- Directed by: Francis J. Grandon
- Written by: Charles Sarver
- Produced by: Adolph Zukor
- Starring: Ann Pennington
- Cinematography: William Marshall
- Distributed by: Paramount Pictures
- Release date: June 18, 1917;
- Running time: 5 reels
- Country: United States
- Language: Silent (English intertitles)

= The Little Boy Scout =

The Little Boy Scout is a lost 1917 American silent drama film produced by Famous Players Film Company and released by Paramount Pictures. It was directed by Francis J. Grandon and starred Ann Pennington. The motion picture was also known as "The Little Soldier Girl".

==Plot==
As described in a film magazine review, the film takes place during the American troop maneuvers along the border during the Mexican Revolution. Justina Howland lives with Miguel Alvarez, her Mexican guardian, who insists that she marry his son Luis. On the eve of the wedding Justina rebels and leaves. She is taken in at the border by Thomas Morton and his company of Massachusetts soldiers. Justina goes to live with her aunt Elizabeth and, shortly after her arrival there, the troops from the border return and Justina renews her acquaintance with Thomas.
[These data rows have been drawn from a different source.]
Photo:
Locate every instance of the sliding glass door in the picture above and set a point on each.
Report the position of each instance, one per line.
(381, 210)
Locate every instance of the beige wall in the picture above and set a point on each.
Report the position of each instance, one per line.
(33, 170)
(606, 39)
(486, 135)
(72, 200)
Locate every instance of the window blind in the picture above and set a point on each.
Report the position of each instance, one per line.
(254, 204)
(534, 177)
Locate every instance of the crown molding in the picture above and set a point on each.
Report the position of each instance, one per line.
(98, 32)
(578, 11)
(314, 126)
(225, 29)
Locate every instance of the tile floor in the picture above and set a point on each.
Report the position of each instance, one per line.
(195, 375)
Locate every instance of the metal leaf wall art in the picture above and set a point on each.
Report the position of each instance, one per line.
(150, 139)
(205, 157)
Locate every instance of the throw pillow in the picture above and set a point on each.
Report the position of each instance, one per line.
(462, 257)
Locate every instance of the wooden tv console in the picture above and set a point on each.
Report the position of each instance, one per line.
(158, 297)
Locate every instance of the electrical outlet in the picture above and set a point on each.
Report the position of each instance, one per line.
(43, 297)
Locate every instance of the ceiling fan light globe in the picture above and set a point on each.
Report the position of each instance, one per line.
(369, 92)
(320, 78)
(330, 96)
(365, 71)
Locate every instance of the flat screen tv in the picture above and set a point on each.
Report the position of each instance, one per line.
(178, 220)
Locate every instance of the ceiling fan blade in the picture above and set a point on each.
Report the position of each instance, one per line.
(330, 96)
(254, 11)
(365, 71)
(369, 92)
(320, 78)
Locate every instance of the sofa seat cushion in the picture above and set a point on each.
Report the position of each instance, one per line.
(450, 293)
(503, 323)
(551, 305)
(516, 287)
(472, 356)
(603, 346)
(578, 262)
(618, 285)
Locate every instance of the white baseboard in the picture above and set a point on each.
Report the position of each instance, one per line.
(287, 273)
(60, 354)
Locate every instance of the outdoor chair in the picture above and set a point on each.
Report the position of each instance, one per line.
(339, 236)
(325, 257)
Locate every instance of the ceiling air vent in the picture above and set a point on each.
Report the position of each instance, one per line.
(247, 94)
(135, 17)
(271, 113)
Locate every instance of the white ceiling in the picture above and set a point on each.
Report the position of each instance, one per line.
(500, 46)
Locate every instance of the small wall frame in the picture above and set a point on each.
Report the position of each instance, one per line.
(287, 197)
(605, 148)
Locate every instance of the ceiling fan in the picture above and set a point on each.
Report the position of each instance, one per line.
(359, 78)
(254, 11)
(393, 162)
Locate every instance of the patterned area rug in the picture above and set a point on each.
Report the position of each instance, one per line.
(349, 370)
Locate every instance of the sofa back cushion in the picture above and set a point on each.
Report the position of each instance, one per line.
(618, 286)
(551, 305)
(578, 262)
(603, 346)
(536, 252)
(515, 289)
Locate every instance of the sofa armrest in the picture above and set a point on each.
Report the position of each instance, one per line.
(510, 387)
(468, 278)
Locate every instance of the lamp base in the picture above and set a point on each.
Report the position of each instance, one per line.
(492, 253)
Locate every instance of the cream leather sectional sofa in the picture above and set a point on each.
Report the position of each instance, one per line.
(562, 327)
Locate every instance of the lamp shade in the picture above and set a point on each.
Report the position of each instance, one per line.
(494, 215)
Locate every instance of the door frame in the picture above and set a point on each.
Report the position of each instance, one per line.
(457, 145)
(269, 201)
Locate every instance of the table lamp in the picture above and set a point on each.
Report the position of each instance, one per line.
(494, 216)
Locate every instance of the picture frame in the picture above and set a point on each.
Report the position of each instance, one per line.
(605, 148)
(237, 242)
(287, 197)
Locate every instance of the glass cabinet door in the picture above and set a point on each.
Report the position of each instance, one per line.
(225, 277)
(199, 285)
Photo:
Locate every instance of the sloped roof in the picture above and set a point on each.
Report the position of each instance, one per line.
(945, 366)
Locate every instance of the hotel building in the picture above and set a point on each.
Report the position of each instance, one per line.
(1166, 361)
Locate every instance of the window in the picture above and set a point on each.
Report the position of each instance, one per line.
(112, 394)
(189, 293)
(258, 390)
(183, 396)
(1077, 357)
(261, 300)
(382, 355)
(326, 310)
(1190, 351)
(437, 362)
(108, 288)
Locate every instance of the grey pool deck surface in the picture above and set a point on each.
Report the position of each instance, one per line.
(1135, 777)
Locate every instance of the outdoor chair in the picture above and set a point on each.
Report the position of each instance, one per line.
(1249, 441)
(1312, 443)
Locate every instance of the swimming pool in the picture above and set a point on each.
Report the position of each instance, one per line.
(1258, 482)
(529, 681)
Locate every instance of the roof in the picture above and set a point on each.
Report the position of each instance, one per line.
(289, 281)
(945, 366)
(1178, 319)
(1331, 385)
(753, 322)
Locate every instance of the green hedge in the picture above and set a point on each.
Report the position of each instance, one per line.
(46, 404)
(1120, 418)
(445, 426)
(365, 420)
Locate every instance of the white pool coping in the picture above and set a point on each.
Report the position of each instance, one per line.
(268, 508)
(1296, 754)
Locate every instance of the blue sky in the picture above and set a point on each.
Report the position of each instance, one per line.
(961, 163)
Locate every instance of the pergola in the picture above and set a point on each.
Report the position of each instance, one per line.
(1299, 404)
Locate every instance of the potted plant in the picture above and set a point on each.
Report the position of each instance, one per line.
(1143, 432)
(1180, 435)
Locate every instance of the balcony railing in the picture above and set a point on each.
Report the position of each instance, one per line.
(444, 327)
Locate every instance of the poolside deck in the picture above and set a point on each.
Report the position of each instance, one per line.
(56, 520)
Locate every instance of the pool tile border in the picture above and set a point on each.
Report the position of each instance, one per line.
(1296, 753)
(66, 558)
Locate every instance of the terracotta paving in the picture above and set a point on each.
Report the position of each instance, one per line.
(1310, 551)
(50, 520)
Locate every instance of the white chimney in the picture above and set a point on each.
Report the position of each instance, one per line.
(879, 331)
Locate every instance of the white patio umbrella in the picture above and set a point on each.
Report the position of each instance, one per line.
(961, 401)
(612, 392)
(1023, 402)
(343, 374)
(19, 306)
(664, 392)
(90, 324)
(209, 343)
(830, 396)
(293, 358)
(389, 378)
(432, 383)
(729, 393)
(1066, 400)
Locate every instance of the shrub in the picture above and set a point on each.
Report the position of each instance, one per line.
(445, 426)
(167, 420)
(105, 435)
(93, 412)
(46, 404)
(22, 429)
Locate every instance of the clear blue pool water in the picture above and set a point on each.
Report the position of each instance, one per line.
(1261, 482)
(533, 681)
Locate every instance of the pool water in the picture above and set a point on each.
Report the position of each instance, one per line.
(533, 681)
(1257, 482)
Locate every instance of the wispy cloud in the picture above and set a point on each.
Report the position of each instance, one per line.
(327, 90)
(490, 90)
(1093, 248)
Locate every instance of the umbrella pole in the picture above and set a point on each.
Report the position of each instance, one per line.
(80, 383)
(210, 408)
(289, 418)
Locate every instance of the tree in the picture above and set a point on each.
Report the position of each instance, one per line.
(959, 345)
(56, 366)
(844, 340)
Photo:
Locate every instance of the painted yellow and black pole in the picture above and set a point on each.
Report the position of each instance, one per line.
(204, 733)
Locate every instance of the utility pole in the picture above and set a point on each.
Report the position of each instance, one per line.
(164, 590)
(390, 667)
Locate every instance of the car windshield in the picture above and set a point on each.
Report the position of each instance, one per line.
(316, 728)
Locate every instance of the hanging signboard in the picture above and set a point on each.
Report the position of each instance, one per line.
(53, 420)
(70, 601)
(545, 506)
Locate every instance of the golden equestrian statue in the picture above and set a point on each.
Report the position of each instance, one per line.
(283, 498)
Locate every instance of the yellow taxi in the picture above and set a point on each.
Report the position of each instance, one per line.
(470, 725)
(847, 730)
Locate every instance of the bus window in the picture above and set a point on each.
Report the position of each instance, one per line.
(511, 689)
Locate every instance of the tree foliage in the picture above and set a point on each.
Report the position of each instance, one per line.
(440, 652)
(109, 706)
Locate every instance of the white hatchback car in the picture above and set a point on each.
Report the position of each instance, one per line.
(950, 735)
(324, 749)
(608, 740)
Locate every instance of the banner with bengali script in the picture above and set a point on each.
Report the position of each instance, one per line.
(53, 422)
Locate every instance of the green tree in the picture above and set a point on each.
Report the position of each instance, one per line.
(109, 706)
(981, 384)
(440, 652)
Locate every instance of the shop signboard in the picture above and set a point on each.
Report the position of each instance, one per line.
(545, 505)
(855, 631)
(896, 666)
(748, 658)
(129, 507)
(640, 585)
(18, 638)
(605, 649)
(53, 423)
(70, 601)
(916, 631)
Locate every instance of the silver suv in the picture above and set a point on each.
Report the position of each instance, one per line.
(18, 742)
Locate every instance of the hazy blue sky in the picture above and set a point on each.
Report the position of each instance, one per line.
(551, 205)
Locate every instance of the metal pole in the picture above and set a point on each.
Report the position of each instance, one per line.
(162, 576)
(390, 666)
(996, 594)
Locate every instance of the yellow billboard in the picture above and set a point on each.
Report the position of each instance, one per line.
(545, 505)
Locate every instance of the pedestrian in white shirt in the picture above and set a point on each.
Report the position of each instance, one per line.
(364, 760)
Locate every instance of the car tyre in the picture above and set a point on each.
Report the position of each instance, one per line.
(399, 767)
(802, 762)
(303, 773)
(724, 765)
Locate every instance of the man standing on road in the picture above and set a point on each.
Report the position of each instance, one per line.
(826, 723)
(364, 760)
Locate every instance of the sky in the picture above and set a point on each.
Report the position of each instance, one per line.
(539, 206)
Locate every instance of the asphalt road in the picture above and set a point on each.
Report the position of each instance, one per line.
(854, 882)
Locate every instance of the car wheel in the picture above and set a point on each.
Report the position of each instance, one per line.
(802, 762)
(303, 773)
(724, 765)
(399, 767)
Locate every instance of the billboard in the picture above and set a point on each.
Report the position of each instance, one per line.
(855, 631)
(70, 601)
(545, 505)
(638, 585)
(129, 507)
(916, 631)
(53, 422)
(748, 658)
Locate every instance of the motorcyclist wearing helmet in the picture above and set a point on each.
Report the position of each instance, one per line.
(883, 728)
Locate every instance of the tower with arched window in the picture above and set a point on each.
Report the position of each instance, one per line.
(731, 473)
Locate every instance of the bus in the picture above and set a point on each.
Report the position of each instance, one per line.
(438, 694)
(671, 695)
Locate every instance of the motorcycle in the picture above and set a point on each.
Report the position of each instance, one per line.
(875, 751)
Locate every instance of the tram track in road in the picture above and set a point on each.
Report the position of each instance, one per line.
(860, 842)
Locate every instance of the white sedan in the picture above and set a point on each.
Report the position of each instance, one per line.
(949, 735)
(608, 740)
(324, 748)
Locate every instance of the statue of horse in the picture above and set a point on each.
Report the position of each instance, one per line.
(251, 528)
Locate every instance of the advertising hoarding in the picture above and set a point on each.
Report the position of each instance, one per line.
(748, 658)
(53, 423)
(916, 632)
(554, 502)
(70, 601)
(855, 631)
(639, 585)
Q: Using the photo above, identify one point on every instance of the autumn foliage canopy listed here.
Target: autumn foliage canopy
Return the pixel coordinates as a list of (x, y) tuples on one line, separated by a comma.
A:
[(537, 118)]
In order to save herself from her Mexican uncle, who has pursued her, she marries Thomas.

A Reading, Pennsylvania, newspaper review described the movie in detail: "The Little Boy Scout tells the story of a little American girl who runs away from her ward to marry a soldier boy ... The various scenes show the National Guard encampment along the Rio Grand of a year ago ... and a particularly interesting feature is the appearance of Troop No. 100, the crack Boy Scout unit of the United States. Justina Howland lives in Mexico with her guardian and uncle, Miguel, who plans to leave her marry his son, Luis. Justina refuses and runs away from them across the border to the American side, where she is taken care of by a company of soldiers under the command of Lieutenant Morton. They take up a collection to reach her Aunt Betty in Massachusetts. She arrives there the same time Lieutenant does, and she later finds out that he is the scout master of the local organization. Her uncle follows her to Massachusetts, asserting that he will force her to marry his son. One of the boy scouts is hurt and is brought to her aunt’s house. Justina decides to put on his uniform and get away through the window while her aunt holds off the search party. With the help of Lieutenant Morton and the boy scouts she reaches the New Hampshire boundary. Her uncle catches up with them and while he goes to secure a New Hampshire sheriff, Morton secures a minister and he and Justina are married."

Dancing was also featured: “In one scene the star is given opportunity to display her dancing ability which first won her fame when she was a prominent figure in the Zigfield “Follies” in New York City. Boy Scout Troop 100, from the Upper West Side of Manhattan, New York City, and featured in the movie was known for its drilling and signaling skills. A picture of Pennington in a Troop 100 uniform appeared in the St. Louis Star and Times that year.

==Cast==
- Ann Pennington - Justina Howland
- Owen Moore - Thomas Morton
- Fraunie Fraunholtz - Miguel Alvarez
- Marcia Harris - Elizabeth Howland
- George Burton - Luis Alvarez
- Harry Lee - Sergeant Jones

==Reception==
Like many American films of the time, The Little Boy Scout was subject to cuts by city and state film censorship boards. The Chicago Board of Censors required the cutting of a closeup showing currency in a hat.